Need help figuring out how to do a cross-tabulated report within one query. There are 3-4 tables involved but the users table may not need to be included in the query since we just need a count.
I have put together a screenshot of the table schema and data as an example which can be seen below:
What I need it to return is a query result that looks like:
So I can make a report that looks like:
I've tried to do cursor loops as it's the only way I can do it with my basic knowledge, but it's way too slow.
One particular report I'm trying to generate contains 32 rows and 64 columns with about 70,000 answers, so it's all about the performance of getting it down to one query and fast as possible.

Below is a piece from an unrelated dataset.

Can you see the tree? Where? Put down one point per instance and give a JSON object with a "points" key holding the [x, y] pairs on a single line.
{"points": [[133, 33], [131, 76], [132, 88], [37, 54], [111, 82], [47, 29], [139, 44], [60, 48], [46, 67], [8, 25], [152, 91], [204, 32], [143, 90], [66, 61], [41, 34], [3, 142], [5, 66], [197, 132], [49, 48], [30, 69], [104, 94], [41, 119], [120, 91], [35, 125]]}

I understand this may depend on indexes and so on but if someone could help me figure out how I could get this done in 1 query (with multiple joins?), that would be awesome!
Thanks!
SELECT MIN(ro.OptionText) RowOptionText, MIN(co.OptionText) RowOptionText, COUNT(ca.AnswerID) AnswerCount
FROM tblQuestions rq
CROSS JOIN tblQuestions cq
JOIN tblOptions ro ON rq.QuestionID = ro.QuestionID
JOIN tblOptions co ON cq.QuestionID = co.QuestionID
LEFT JOIN tblAnswers ra ON ra.OptionID = ro.OptionID
LEFT JOIN tblAnswers ca ON ca.OptionID = co.OptionID AND ca.UserID = ra.UserID
WHERE rq.questionText = 'Gender'
AND cq.questionText = 'How happy are you?'
GROUP BY ro.OptionID, co.OptionID
ORDER BY ro.OptionID, co.OptionID
This should be at least close to what you asked for. Turning this into a pivot will require dynamic SQL as SQL Server requires you to specify the actual value that will be pivoted into a column.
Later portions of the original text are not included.